Applying to university: studying Physics

Any keen readers of the MyTutor blog over the last year may remember a piece on why physics can in fact be cool. The author? Yours truly. I’d recommend reading it first if you’re considering physics. Then if you’re still keen, come and read this more gritty description of life as a physicist.

Why did you decide to study your course?

I chose physics mostly because I didn’t know what to do. As such, I continued my best A-Level at university level. There was a dose of realism thrown into the decision too, however. I was regularly told when I was younger to do what you love. My true love was Ancient History. Nonetheless, if I had studied this at University I know I would have really struggled. As much as I enjoyed it, and could describe many different events in great detail from different perspectives, I could not structure an analytical essay to save my life. So I picked physics as a subject that I both enjoyed and that I knew I could be able to handle at a higher level.

What is your favourite part of the course?

I would say that my favourite part of the course is the various astrophysics modules I take. I’d struggle to choose one as I love learning how much we still don’t know about the world outside of our blue home, whilst also marvelling at the unbelievable things that we do know about our cosmos. Outside of the work itself, if you enjoy a spot of mathematician or engineer bashing, then physics lecturers won’t let you down. These opportunities to laugh at lesser mortals often convince us that we are indeed real during a particularly mind-bending section of quantum mechanics. 

What is your least favourite part of the course?

That one is a bit easier. I’ve never been one of a hands-on, practical persuasion. Thus I find time spent in the laboratory to be rather tricky. I’m sure many of you considering a physics degree will have seen the memes that point fun at how nothing goes right in the lab? Well that describes me pretty well. Many physicists also find the scientific writing style that goes into writing up the experiments far from enjoyable to construct. 
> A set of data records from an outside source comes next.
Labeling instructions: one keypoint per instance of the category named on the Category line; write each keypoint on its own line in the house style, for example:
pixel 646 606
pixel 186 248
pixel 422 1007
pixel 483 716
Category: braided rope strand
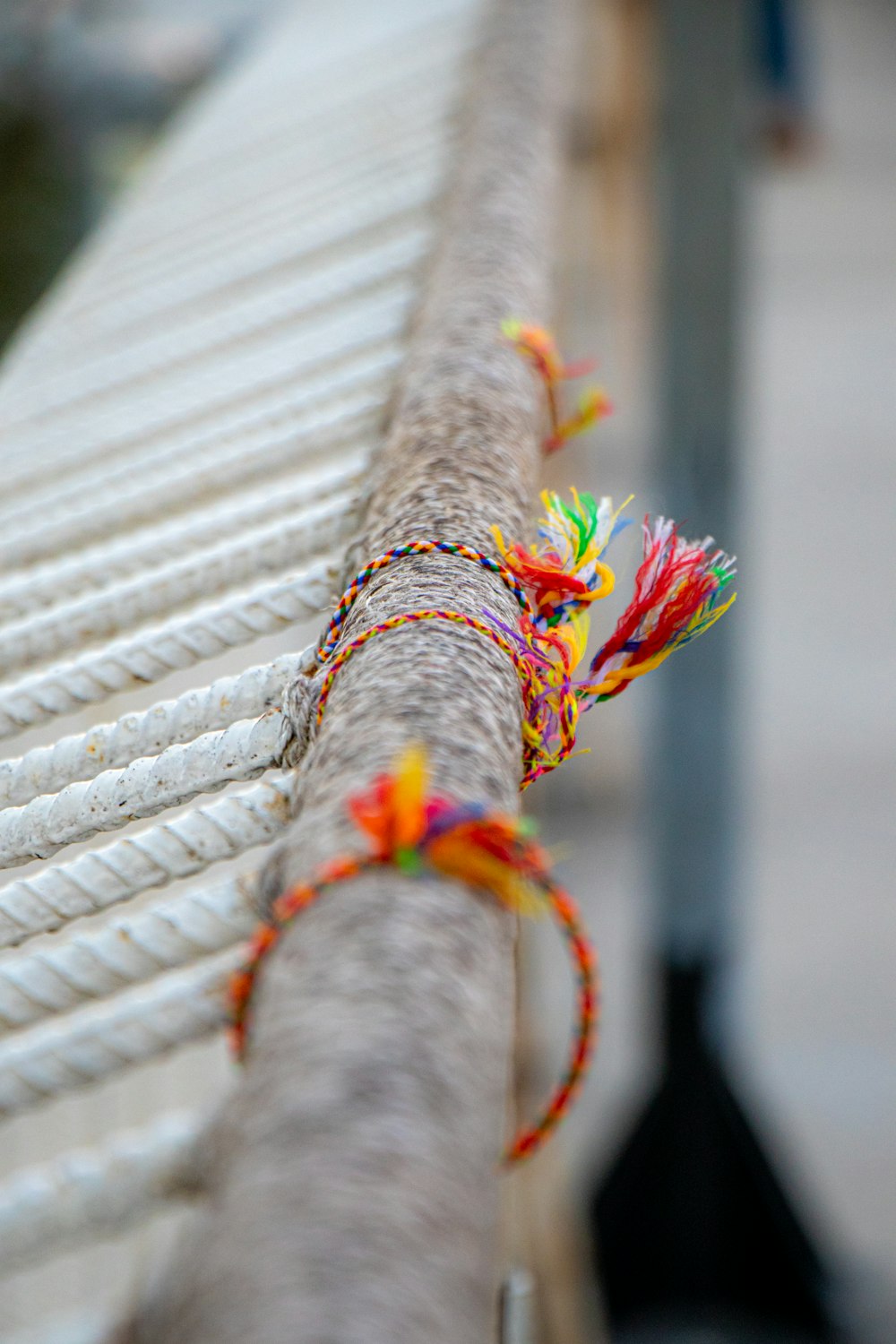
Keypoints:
pixel 398 553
How much work do you do a week?

My personal workload each week has changed year on year. In first year I probably did about 20 hours of uni work each week, rising to 25 in second year. My third year I spent abroad in New Zealand (I strongly recommend this to everyone), so my workload is difficult to compare to anything in this country. Now in my fourth year, I do about 15 hours a week again. Firstly, I would like it noted that I am not an ideal student. It is a far better idea to do considerably more work than this. In first and second year, you are assessed by problem sheets every week, so it is important to spend time outside the lectures consolidating your understanding. This isn’t the case in third year, so it is easier to cruise (though not recommended). In final year, you have fewer written modules, but this is compensated for by Masters project work, the amount of which varies a lot depending on how much effort you want to put in, and the demands of the project. I probably spend about 10 hours a week on this, whilst others may be nearer 20.

Is it what you expected?

I’m not sure what my expectations of university were like before I arrived anymore. It’s not much like the TV programme ‘Fresh Meat’ (which is probably where my expectations would have come from). I probably do less work than I thought I would need to. I think I’ve found some topics easier than I thought I would, and some harder. But overall the whole experience has been very enjoyable!